Minor pilins SpaB and SpaC required for bacterial adherence. A and B. The parental strain SpaABC⁺ (ΔsrtB–F) and its isogenic deletion mutants were subjected to adhesion assays using pharyngeal epithelial cells (A) or lung epithelial cells (B). Data are presented as percentage of adhesion relative to that of the parental strain. The results are presented as averages (with standard deviations ± SD) from at least three independent experiments performed in triplicates. Statistical analysis was performed using Student’s t-test. C. In a similar experiment as described in (A), monolayer of pharyngeal epithelial cells were infected with the parental strain SpaABC⁺ pre-incubated with a specific antiserum at a dilution of 1:100 for 1 h at 37°C. Pre-immune sera and an unrelated antibody against a pilus protein of Streptococcus agalactiae, α-GBS59, were used as controls.

Fig. 6

SpaB- or SpaC-mediated adherence of latex beads to pharyngeal cells. Semi-confluent cells grown on coverslips were infected with protein-coated beads for 1 h. The washed cells were fixed and stained with Texas-Red-X phalloidin. A–H. Shown here are the fluorescence images of cells incubated with fluorescent beads bound to BSA (A), SpaA (B), SpaB (C), SpaB blocked with α-SpaB (D), SpaC (F) and SpaC blocked with α-SpaC (G). Beads with bound protein incubated with an unrelated antibody against a pilin of Streptococcus agalactiae, α-GBS59, were used as controls (E and H). I. The results are shown as an average of the numbers of beads bound per 200 cells of three independent experiments (with standard deviation ± SD).

Fig. 7

Assembly of minor pilins SpaB and SpaC on bacterial surface. Corynebacteria were immobilized on carbon grids, stained with specific antiserum against SpaB (α-SpaB) (A, F and G) or SpaC (α-SpaC) (B, E and H) and goat anti-rabbit IgG conjugated to 12 nm gold particles. For double labelling (C), cells were first reacted with α-SpaC, followed by IgG-conjugated 18 nm gold particles (open arrow in D), and then reacted with α-SpaB, followed by IgG-conjugated 12 nm gold particles (filled arrow in D). Samples were viewed by transmission electron microscopy. An enlarged area of (C) is shown in (D). Scale bars indicate the length of 0.2 μm.

Fig. 8

Immunofluorescent detection of SpaB and SpaC pilins on the bacterial surface. Corynebacteria were stained with a specific antibody against SpaA (α-SpaA), SpaB (α-SpaB) or SpaC (α-SpaC) and AlexaFluor 488 chicken anti-rabbit IgG. Shown are the fluorescent, the Nomarski DIC and the merged images of strain ΔsrtB–F (A), its isogenic derivative ΔspaA (B) or its isogenic derivative ΔspaA transformed with a plasmid expressing the SpaA protein mutated at the K190 in the pilin motif (C). The samples were observed on a Zeiss LSM 510 confocal microscope.

Fig. 9

Anchoring of minor pilins SpaB and SpaC required the conserved LPXTG motif.
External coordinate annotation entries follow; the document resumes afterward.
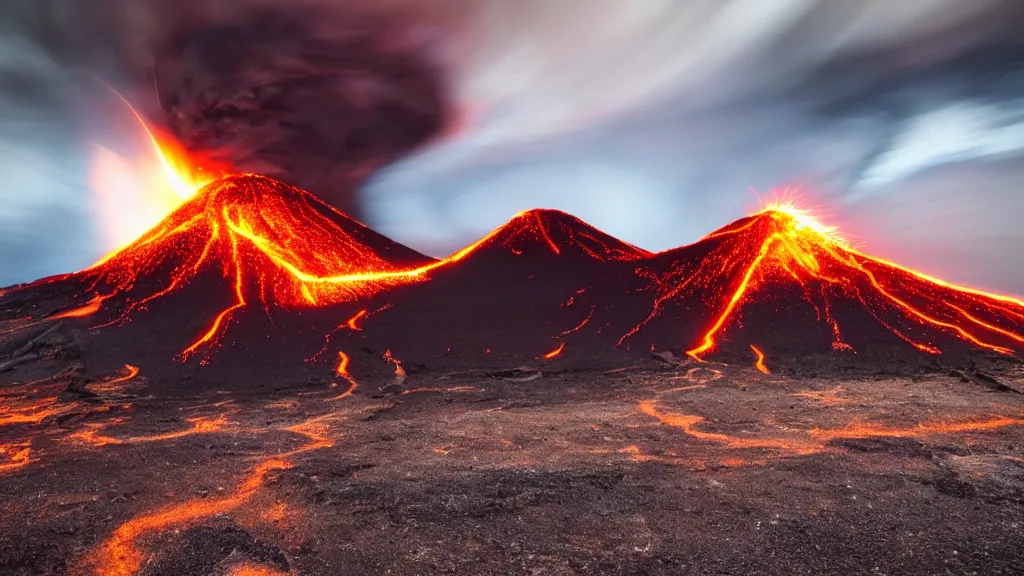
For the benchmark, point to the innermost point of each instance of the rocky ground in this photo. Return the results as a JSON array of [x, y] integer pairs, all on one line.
[[658, 467]]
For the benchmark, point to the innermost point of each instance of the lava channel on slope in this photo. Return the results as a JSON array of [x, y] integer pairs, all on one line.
[[785, 284], [268, 244]]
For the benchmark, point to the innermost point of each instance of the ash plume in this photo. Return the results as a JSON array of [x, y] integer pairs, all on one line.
[[320, 99]]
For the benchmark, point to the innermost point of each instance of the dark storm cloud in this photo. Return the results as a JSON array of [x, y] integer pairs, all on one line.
[[650, 119], [317, 98]]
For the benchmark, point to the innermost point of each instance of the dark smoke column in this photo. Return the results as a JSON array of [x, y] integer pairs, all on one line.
[[318, 99]]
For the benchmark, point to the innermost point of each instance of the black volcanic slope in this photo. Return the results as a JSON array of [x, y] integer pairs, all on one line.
[[252, 278]]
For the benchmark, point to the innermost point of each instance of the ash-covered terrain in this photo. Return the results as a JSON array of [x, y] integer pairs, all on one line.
[[262, 385]]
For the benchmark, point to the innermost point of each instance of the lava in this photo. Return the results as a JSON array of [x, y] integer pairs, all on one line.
[[760, 364], [582, 324], [248, 569], [353, 322], [752, 261], [816, 439], [120, 554], [14, 456], [342, 369], [399, 372], [555, 353], [199, 425]]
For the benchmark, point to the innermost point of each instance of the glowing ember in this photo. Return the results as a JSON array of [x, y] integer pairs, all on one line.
[[782, 245], [132, 196], [200, 425], [399, 372], [13, 456], [555, 353], [342, 369], [816, 439], [352, 322], [254, 570], [120, 554], [760, 364]]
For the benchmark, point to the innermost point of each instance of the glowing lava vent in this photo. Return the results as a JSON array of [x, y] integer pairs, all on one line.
[[783, 282], [271, 244]]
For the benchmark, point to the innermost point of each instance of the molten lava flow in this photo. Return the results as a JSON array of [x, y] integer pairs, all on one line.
[[760, 364], [248, 569], [92, 306], [399, 372], [279, 245], [115, 384], [199, 425], [353, 322], [580, 326], [817, 439], [555, 353], [688, 424], [133, 196], [782, 246], [342, 370], [32, 411], [556, 233], [120, 554], [14, 456]]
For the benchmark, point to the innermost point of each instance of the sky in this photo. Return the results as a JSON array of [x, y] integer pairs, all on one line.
[[435, 121]]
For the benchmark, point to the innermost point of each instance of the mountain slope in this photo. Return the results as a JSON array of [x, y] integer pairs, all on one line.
[[779, 279]]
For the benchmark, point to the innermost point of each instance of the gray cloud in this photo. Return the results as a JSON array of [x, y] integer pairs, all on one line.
[[650, 119]]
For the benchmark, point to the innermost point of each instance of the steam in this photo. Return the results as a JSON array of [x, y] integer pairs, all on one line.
[[651, 120]]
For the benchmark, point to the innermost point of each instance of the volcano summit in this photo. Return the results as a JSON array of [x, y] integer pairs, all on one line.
[[260, 384], [777, 282]]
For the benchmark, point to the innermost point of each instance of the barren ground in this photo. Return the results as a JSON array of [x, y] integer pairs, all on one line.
[[654, 468]]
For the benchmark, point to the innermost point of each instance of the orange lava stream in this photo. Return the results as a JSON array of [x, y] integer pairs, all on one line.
[[555, 353], [33, 413], [399, 372], [782, 245], [120, 554], [14, 456], [199, 425], [760, 364], [248, 569], [817, 438], [352, 322], [580, 326]]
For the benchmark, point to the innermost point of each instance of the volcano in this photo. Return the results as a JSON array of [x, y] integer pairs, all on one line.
[[267, 274], [551, 232], [780, 282], [249, 239]]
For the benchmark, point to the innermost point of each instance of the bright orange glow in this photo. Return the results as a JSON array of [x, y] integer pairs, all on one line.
[[555, 353], [783, 244], [580, 326], [120, 554], [248, 569], [133, 195], [352, 322], [760, 364], [342, 370], [88, 310], [14, 456], [815, 440], [200, 425], [825, 398], [399, 372], [688, 423]]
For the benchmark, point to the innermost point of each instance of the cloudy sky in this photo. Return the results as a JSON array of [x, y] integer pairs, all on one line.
[[654, 120]]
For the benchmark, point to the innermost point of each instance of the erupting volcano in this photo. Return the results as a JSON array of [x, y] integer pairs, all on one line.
[[780, 280], [775, 284]]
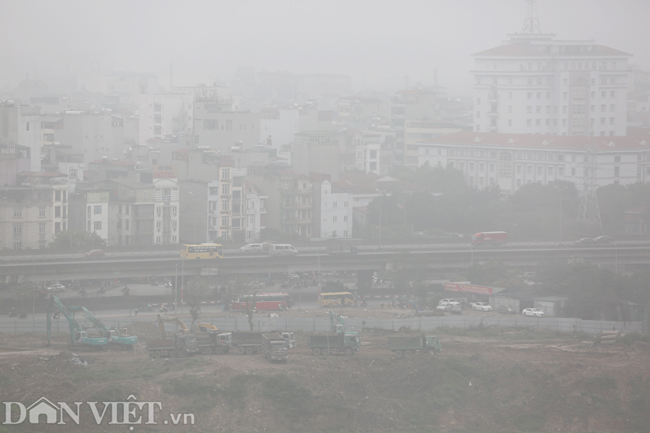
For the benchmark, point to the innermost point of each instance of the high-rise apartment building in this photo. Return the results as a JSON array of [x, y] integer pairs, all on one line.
[[536, 84]]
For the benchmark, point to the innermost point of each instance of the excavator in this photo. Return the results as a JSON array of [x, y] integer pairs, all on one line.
[[207, 327], [337, 323], [182, 344], [79, 338], [116, 337]]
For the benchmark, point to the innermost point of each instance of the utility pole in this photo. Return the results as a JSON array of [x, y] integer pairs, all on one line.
[[589, 212], [531, 24]]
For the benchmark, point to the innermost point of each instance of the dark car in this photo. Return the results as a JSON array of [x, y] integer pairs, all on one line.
[[506, 309]]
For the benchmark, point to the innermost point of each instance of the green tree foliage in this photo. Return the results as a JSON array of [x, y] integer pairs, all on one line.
[[76, 241], [614, 200], [539, 211]]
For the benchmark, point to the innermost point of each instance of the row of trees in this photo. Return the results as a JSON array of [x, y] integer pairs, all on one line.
[[445, 203], [594, 293]]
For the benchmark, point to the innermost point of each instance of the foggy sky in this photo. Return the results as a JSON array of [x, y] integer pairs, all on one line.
[[207, 40]]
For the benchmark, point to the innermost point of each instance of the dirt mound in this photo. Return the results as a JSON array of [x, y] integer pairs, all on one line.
[[512, 381]]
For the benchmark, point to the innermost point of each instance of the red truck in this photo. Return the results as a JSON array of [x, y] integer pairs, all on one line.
[[489, 239]]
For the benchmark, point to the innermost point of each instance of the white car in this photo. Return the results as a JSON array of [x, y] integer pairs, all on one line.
[[482, 306], [532, 312], [448, 303], [54, 288], [252, 248]]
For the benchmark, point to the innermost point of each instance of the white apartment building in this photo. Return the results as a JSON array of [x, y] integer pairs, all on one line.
[[512, 160], [336, 213], [21, 125], [278, 126], [93, 134], [163, 114], [369, 155], [32, 212], [166, 215], [536, 84], [255, 212], [225, 131], [97, 213]]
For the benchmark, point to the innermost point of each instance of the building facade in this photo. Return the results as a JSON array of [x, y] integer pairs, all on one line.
[[513, 160], [33, 211], [536, 84]]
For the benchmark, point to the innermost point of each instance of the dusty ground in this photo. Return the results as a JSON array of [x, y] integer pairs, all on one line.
[[484, 380]]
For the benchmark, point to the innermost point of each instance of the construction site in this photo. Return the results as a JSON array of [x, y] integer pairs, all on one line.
[[485, 378]]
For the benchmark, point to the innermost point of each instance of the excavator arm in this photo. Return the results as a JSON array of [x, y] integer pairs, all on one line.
[[175, 320], [207, 327]]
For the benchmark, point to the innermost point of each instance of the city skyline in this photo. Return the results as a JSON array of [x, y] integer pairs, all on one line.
[[379, 45]]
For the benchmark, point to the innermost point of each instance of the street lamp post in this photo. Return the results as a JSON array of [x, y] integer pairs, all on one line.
[[34, 294], [380, 211], [561, 191]]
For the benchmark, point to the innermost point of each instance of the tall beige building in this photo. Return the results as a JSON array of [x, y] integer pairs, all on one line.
[[536, 84]]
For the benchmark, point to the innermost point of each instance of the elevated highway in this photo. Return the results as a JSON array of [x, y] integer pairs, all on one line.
[[449, 257]]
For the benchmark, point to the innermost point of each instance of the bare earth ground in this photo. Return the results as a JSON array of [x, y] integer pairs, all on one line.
[[484, 380]]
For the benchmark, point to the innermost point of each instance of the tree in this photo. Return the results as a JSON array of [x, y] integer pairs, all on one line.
[[73, 240]]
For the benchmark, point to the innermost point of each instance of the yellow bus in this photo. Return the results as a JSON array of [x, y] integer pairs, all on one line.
[[336, 299], [202, 251]]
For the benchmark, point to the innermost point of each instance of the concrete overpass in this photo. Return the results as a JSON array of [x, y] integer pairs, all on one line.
[[123, 265]]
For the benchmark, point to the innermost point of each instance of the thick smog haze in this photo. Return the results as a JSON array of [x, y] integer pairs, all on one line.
[[374, 42]]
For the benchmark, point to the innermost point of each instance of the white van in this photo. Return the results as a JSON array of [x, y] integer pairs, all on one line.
[[282, 250]]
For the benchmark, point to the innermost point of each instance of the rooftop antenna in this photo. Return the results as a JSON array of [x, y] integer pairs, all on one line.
[[589, 211], [531, 24]]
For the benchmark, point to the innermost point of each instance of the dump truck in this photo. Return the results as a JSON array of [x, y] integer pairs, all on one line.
[[182, 344], [275, 347], [209, 341], [246, 342], [327, 344], [406, 346], [178, 346], [341, 249], [291, 339]]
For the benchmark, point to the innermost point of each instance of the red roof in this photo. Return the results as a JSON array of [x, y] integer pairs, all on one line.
[[539, 141]]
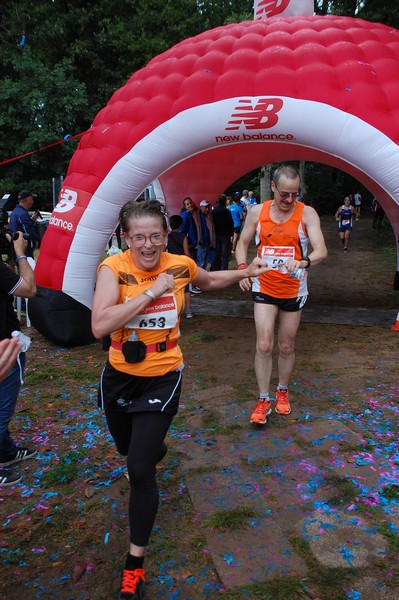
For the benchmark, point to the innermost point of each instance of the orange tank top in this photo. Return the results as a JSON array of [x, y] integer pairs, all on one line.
[[275, 244], [159, 321]]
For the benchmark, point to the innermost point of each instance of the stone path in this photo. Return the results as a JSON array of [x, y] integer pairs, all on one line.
[[289, 474], [366, 317]]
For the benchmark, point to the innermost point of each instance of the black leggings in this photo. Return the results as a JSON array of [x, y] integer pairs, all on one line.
[[140, 437]]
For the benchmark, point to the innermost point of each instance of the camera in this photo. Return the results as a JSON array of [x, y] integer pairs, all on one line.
[[13, 236], [6, 246]]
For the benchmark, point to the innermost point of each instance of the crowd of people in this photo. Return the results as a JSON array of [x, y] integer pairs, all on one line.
[[139, 299]]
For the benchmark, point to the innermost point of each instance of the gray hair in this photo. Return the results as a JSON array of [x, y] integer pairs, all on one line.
[[142, 210]]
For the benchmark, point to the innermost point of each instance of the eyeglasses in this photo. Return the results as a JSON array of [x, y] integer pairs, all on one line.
[[157, 239], [286, 195]]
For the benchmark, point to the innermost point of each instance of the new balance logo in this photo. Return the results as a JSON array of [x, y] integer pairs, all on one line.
[[270, 8], [66, 201], [261, 116]]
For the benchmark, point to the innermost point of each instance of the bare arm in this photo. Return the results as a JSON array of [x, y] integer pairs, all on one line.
[[215, 280], [27, 287], [247, 234], [107, 315], [9, 349]]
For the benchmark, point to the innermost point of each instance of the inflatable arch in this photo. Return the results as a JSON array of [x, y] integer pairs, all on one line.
[[210, 109]]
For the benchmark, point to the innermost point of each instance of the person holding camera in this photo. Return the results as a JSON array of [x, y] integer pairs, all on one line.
[[23, 285], [20, 220], [138, 301]]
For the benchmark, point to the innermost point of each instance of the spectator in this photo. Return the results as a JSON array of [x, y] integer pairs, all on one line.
[[191, 226], [207, 249], [344, 216], [251, 200], [23, 285], [224, 230], [237, 212], [9, 350], [21, 221], [178, 244], [378, 214], [358, 203]]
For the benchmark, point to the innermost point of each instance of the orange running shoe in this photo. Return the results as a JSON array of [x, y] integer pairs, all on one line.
[[132, 586], [262, 409], [282, 402]]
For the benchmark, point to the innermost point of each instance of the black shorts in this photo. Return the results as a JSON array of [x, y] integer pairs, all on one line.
[[130, 393], [285, 304]]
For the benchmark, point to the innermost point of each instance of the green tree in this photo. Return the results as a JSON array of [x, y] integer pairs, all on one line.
[[61, 62]]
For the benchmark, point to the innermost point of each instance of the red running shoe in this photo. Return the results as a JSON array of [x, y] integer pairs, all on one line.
[[132, 586], [262, 409], [282, 402]]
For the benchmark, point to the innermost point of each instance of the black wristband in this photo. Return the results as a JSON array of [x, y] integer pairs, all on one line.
[[307, 259]]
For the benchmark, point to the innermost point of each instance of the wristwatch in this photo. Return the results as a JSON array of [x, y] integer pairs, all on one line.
[[149, 293]]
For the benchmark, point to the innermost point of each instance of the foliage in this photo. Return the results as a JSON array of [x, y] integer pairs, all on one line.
[[62, 61]]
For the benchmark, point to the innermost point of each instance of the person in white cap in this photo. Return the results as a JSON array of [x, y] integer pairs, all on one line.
[[207, 248], [20, 220]]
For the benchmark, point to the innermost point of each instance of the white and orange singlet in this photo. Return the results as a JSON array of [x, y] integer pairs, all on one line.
[[276, 243], [156, 323]]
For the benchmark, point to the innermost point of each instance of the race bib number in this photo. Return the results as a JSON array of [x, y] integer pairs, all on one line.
[[159, 314], [276, 256]]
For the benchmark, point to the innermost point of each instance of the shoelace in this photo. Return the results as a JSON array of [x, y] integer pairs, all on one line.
[[130, 579], [283, 396], [259, 408]]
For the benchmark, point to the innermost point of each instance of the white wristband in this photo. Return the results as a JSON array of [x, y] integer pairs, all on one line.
[[149, 293]]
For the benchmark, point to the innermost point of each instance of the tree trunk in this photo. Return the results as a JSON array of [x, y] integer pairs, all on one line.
[[265, 188]]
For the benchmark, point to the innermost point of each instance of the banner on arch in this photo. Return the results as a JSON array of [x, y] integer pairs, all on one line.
[[265, 9]]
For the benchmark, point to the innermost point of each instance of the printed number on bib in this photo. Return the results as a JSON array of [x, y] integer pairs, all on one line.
[[276, 256], [159, 314]]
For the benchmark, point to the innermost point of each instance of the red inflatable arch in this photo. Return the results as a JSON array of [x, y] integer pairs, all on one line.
[[197, 117]]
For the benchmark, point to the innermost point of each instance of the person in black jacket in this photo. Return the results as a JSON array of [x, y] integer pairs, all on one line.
[[224, 229]]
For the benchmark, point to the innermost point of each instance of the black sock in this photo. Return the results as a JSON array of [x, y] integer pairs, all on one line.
[[163, 452], [134, 562]]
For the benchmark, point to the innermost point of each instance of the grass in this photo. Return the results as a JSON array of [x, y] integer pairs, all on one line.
[[288, 588], [65, 471], [235, 518]]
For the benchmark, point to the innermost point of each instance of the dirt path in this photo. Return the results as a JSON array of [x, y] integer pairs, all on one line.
[[334, 461]]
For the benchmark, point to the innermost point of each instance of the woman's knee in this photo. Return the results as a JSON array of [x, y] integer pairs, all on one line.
[[264, 344], [286, 346]]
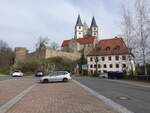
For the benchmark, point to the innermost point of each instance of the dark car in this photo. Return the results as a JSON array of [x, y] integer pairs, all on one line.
[[39, 74], [115, 75]]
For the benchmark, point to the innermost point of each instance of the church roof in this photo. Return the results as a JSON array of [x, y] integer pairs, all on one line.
[[79, 22], [87, 40], [110, 47], [93, 23]]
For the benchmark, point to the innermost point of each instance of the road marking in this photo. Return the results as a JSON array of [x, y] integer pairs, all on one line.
[[115, 106], [5, 80], [133, 83], [4, 108]]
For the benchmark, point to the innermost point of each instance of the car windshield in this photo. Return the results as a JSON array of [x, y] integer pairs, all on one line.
[[17, 71]]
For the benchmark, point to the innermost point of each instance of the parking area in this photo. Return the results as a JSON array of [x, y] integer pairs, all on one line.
[[49, 98]]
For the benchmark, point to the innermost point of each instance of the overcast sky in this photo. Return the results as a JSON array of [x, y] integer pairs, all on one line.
[[23, 21]]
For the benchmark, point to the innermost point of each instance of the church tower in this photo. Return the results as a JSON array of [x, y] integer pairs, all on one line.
[[78, 28], [94, 28]]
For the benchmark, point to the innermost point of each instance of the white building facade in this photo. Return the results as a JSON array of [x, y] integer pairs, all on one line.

Strain ΔsrtB–F with a deletion of spaA, spaB or spaC gene was transformed with a plasmid expressing the wild-type or mutated SpaA, SpaB or SpaC respectively. Corynebacteria were stained with a specific antibody against SpaA (α-SpaA), SpaB (α-SpaB) or SpaC (α-SpaC) and AlexaFluor 488 chicken anti-rabbit IgG. The samples were observed on a Zeiss LSM 510 confocal microscope. Only fluorescent images are shown.